中国人的吃与“和合性”有关,长期以来形成的一种人情社会,以及“难得糊涂”的处世哲学,使人与人之间的紧张,在围炉共醮之余,就会因开怀而获得松弛。甚至森严的上下级关系,也可能因为酒酣耳热而和谐到称兄道弟的地步。毛泽东对“和合性”不利于“阶级斗争”这一点,是深有体会的,因此就有了那句名言“革命不是请客吃饭”。但纵观中国革命史,却几乎全是与吃有关,进而就纳闷了:革命也是请客吃饭?
我们站在阶级分析的立场,再看看中国几千年的革命斗争史:陈胜吴广起义,似乎并没有什么革命口号,“王侯将相宁有种乎”的潜台词是“他们凭什么天生就吃香的喝辣的”;李自成的农民起义则更加干脆,“吃他娘穿他娘,开了城门迎闯王”,完全一副吃大户的心态;太平天国的“有田同耕,有饭同食,有衣同穿,有钱同使,无处不均匀,无人不饱暖”的政治理想,也是建立在“吃饱喝足”的基础之上。
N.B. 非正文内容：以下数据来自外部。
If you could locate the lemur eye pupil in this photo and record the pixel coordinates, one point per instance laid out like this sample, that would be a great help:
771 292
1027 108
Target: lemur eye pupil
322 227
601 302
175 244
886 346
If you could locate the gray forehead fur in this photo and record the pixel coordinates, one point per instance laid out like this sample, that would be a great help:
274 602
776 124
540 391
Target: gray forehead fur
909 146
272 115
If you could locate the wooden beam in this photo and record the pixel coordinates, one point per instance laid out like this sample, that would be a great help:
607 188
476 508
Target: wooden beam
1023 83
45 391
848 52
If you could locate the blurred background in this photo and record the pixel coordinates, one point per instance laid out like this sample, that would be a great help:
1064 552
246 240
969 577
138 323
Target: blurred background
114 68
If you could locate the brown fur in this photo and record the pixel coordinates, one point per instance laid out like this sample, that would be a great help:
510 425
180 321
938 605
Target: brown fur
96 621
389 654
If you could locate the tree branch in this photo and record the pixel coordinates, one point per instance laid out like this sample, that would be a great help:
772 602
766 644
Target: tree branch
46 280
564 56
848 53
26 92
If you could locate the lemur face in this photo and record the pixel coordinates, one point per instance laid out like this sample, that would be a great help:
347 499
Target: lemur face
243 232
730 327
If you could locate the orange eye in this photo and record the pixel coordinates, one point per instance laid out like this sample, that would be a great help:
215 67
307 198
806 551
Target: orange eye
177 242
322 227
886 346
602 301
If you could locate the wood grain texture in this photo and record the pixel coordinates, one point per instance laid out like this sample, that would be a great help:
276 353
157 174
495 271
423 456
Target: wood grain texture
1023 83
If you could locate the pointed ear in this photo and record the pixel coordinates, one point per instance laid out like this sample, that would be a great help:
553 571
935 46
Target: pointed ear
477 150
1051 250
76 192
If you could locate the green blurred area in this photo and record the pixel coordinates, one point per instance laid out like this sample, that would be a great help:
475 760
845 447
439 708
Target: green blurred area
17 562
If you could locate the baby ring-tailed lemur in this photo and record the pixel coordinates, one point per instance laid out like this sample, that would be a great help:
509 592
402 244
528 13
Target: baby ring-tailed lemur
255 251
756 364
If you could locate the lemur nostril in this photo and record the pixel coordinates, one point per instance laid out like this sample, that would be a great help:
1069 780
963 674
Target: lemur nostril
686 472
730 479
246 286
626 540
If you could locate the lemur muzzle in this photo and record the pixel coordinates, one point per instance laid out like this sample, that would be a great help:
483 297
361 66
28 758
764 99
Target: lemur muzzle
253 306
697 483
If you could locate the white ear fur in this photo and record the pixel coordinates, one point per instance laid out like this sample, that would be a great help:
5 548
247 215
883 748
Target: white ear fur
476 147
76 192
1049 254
也许有人说,农民起义具有历史的局限性。好,我们看看共产党领导的土地革命战争,“打土豪,分田地”不就是满足劳动者最基本的“有饭吃”的要求吗?历史进步到上世纪七十年代末,安徽凤阳的农民冒着杀头的危险私分了公家的田地,也无非是想吃得饱一点,吃得好一点。
可以这样说,中国几千年的革命史,全都是围绕“吃饭”做文章。在传统政局中,任何统治者只要做到使老百姓获得生计,就可以致于“大治”、“平天下”的实质,说白了,就是使“人人都有一口饭吃”。“食”的确是中国政治的枢纽,中国人甚至把治理国家比作烹调术,老子说“治大国若烹小鲜”实在精辟,直接把治国上升到吃的高度。于是不难理解为何温家宝总理这样关注“三农”问题,并数度挥泪。因为“民以食为天”,生死之道,国之大事,履职尽责,敢不效命吗?